“Chiefly by prayer and meditation,” he replied after a short pause.

He used the old-fashioned expressions which I had not heard from the lips of any Meccanian before. “But it is difficult,” he went on, “to keep one’s faith, cut off from one’s fellow-believers.”

“But they allow you to attend religious services surely?” I said.

“The Meccanian State Church keeps a chaplain here, and holds a service every day which is attended by all the officials and a few of the patients; but you have heard the maxim Cujus regio ejus religio, have you not?” I nodded. “It has acquired a new significance during the last fifty years. I have not attended any of the services since they ceased to be compulsory about ten years ago.”

“That sounds very remarkable,” I said.

“What does?”

“It is the first time I have heard of anything ceasing to be compulsory in Meccania,” I said.

“The fact was that they discovered it had a very bad effect upon the disease. My chief relief now is reading, which is permitted for three hours a day.”

“And you are allowed to choose your own books?”

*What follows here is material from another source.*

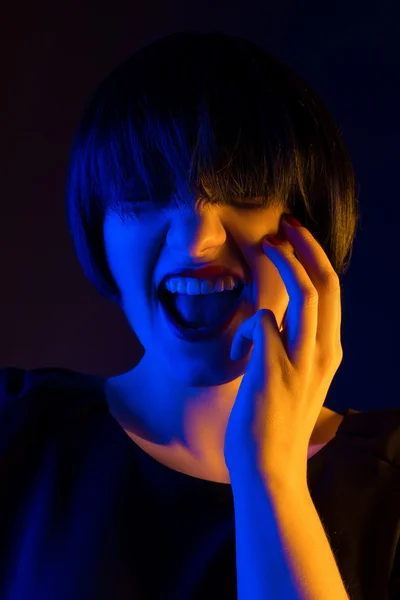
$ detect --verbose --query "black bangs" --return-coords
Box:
[66,31,357,296]
[71,33,338,218]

“As a concession to our mental infirmity,” he said, “we have been granted the privilege of reading some of the old authors. It came about in this way. Dr. Weakling, who is in charge of this hospital, is the son of one of my oldest friends—a man who spent several years in this place as a patient. He came in about the same time as I did, but his health gave way and he ‘recanted,’ or, as they say, he ‘recovered.’ But while he was here he begged to have a few of the old books to save him from going mad. The authorities refused to let him have any books except those specially provided, and I believe it was this that made him give way. Anyhow he used his influence with his son afterwards, for his son had become one of the leading medical specialists, to obtain for the older patients at any rate a number of the books of the old literature which nobody else wanted to read. He only got the concession through on the ground that it was a psychological experiment. He has had to write a report on the experiment every year since its introduction. That is our greatest positive privilege, but we have a few negative privileges.”